I want to believe that we’re in the early stages of paying attention. If my sunny optimistic vision for America comes to pass, it will require traveling a long long road. We’re at the first step of this road; deeply rooted discontentment.

This blog is largely about the next step in getting where we need to go. We need to disabuse ourselves of the notion that our political party are the good guys, and the other party are the bad guys. As a party loyalist, you are most susceptible to misdirection. You will always be rewarded for your blind loyalty with fewer opportunities to succeed in America. The George W Bushes will not keep you safe, and your loyalty to them will always be rewarded by redistributing your wages to the likes of Haliburton. The Barack Obamas will not give you healthcare at a reasonable cost. They will always divert trillions of your dollars to pharmaceutical and insurance companies by making shady backroom deals.
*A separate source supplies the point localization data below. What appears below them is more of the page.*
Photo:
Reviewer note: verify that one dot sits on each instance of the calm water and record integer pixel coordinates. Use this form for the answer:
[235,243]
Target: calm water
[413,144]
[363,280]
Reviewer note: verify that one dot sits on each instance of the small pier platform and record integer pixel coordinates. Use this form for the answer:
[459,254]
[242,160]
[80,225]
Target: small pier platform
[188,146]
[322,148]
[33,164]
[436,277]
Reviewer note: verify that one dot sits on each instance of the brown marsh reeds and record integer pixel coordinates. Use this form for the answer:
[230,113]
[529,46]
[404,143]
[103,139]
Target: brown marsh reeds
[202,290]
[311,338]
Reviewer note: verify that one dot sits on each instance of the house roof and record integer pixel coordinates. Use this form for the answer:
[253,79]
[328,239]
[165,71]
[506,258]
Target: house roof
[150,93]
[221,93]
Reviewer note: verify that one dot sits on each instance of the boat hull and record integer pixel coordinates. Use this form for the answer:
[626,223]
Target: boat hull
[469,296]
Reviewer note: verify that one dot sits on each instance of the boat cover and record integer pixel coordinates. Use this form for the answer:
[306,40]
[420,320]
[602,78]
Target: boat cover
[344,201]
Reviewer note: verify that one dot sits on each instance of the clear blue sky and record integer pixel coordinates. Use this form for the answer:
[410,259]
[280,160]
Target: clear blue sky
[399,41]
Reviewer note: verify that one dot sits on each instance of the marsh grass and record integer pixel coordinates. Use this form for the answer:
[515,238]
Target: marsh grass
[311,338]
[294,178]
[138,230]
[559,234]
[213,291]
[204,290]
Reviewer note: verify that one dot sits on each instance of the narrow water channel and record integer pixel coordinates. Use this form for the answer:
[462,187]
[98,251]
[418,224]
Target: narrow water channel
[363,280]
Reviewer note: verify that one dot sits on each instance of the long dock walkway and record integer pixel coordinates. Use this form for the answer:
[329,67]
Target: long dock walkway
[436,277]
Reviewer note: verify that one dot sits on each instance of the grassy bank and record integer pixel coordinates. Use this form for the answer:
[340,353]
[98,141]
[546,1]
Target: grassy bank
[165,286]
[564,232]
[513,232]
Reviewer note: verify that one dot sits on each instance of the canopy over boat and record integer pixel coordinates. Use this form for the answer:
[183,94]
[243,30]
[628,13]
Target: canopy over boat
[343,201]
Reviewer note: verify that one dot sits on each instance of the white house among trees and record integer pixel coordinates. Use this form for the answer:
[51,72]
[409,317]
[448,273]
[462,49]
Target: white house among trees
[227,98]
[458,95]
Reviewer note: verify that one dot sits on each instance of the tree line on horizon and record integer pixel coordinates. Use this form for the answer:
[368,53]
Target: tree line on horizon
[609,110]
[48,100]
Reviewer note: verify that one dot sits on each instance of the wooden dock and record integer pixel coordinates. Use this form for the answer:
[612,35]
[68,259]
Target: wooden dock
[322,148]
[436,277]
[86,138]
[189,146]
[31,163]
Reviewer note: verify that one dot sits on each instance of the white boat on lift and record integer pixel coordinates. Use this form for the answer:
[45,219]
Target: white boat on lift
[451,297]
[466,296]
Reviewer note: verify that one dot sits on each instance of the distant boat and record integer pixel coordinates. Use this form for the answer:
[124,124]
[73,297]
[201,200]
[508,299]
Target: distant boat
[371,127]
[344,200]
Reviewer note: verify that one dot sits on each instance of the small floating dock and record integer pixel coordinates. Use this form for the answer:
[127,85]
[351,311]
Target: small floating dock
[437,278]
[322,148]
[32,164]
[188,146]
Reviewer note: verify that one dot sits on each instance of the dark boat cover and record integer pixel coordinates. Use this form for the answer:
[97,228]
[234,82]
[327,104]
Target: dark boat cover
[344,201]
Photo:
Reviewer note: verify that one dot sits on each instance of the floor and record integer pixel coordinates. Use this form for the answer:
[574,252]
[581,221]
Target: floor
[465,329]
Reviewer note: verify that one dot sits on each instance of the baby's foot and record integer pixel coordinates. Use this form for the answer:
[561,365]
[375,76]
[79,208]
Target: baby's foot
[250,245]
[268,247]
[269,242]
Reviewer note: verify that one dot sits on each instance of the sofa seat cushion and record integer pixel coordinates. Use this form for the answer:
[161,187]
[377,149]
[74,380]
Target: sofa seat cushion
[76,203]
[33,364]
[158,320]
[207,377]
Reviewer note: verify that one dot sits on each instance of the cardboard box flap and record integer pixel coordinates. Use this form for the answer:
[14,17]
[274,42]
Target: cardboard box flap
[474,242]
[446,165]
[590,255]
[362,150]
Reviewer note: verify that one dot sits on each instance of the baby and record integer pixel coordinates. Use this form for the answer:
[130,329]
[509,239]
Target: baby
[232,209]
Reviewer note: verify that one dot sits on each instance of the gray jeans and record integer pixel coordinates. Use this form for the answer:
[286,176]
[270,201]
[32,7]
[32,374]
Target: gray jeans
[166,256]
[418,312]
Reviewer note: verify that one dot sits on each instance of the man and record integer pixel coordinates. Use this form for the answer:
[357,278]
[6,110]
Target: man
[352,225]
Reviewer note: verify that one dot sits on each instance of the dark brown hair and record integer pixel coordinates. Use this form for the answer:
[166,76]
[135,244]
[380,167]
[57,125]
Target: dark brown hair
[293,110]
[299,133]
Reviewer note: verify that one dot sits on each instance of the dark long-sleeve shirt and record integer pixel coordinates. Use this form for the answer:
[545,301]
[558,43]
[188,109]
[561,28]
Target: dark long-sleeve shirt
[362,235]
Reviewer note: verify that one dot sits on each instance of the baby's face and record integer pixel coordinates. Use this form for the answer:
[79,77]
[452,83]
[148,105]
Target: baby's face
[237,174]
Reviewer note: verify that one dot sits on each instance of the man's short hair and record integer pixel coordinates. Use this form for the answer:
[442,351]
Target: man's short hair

Your blind loyalty will make you cheer them while they do it. You’ll get so swept up in team loyalty, that you will accept the notion that this was the best they could do, despite the fact that your own lying eyes never saw so much as one fiery speech supporting the public option that you really wanted. Your party loyalty is crippling your ability to see the actual solution to America’s problems.

Which brings me to the next step. Our elections shouldn’t be about candidates or parties. Our focus should be on changing the system. We’re never going to get good government if we don’t get the money out of the system. We need to be focusing on getting publicly financed campaigns for every seat in every state in the country. We need to organize to get ballot measures on the books in every state. Most people don’t realize that we have this option in America. Our congressmen aren’t the only people that can pass laws. We have that power too. All we need to do is get organized and collect signatures to put a measure on the ballot in every state. We need to be talking about publicly financed elections all the time. We need to get the word out. Everything else is just a bullshit distraction designed to confuse you about the definition of who “us” against “them” are. It’s not about “us” democrats versus “them” republicans (or vice versa). It’s about “us” earners versus “them” corporations.

We will never get good representation as long as that representation is dependent on money that comes from interests that are contrary to your own. I don’t care which party you identify with because this holds true for both sides. Republicans have held onto their loyalty for thirty years despite the fact that their party has done exactly nothing for them during that period. Democrats are happy for the occasional crumb they’re thrown once every decade or so, pretending like this loyalty won’t land them in the same boat republicans have been cruising in for decades.

Stop kidding yourselves. There’s something in the air in America. As politically active and aware people, don’t waste this opportunity by talking about party bullshit. Talk to your friends and family about what the real issue is; the corporate takeover of our government. We need to spread the word and channel this anger toward meaningful reform of our whole system.